New Straits Times
Delicious combination
by Lucien De Guise
INSTEAD of doing Sudoko this weekend, how about stretching your mind by compiling a “Czech list” of cheerful happenings? It will probably be a short one.
The path of history has not been smooth for the Czech people. Over the centuries they had been overrun by Mongols, Ottomans, Austrians, Nazis and Soviets. Kafka is their famous cultural spokesman, and he wrote in German.
But things seem to be improving lately, although maybe not for religious evangelists of any sort: The Czech Republic has Europe’s second lowest number of believers in God.
Among the recurring bright spots over the years are glass (from Bohemia) and photography (by Jan Saudek and others).
Now the two have come together, in a deliciously monochromatic fashion, at the Wei-Ling Gallery within the polychromatic environs of Brickfields. The Glass Gellages exhibition ends April 30.
This corner of Kuala Lumpur is a long way from the sombre, gloomy beauty of Prague, but then so is the photographer. Michal Macku avoids big city life in the Czech Republic. He enjoys contemplation and macrobiotics instead.
I always hope to meet artists whose first calling was not to be a PR man.

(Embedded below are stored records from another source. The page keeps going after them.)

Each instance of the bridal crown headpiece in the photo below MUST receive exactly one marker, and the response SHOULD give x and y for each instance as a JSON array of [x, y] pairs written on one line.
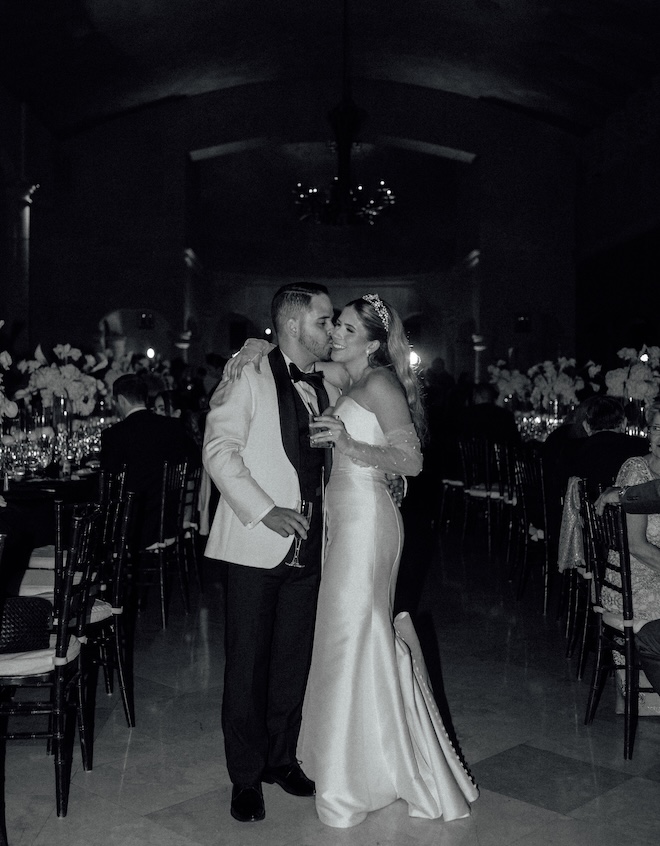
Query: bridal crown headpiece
[[380, 308]]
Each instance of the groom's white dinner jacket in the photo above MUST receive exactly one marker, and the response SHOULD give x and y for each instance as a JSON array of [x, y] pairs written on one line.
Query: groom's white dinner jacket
[[251, 454]]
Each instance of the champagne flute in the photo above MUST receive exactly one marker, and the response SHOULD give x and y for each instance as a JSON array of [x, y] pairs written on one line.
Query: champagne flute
[[306, 508]]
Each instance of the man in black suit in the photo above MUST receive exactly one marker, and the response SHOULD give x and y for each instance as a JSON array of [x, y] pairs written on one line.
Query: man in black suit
[[143, 441], [640, 499], [599, 457]]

Macku has the withdrawn energy of a Kafka, but he manages to smile as well.
The most exciting aspect of his work is not his ability to perfect established art forms. He is a quiet innovator. This is something of a national tradition, although the nation doesn’t always get the most famous inventions. Instead, it’s the quiet revolution of contact lenses. Nothing showy. In fact, it’s usually invisible stuff that might fall in the basin and never be found again.
Some of Macku’s works are the same. When I see them on a brochure or website, I am not really seeing them at all.
This is one of the few media that can only be appreciated in the real world. His works with glass are sure to make an impression. There were already numerous “sold” stickers attached to these limited editions when I saw them, and that was the day after the launch.
Macku also works in a different sort of medium, which at first sight looks like standard silver-gelatin prints. Being the highly original sort of person he is, this is just an illusion. He has given the process a name: “Gellage”. It’s complex and involves loosened gelatin.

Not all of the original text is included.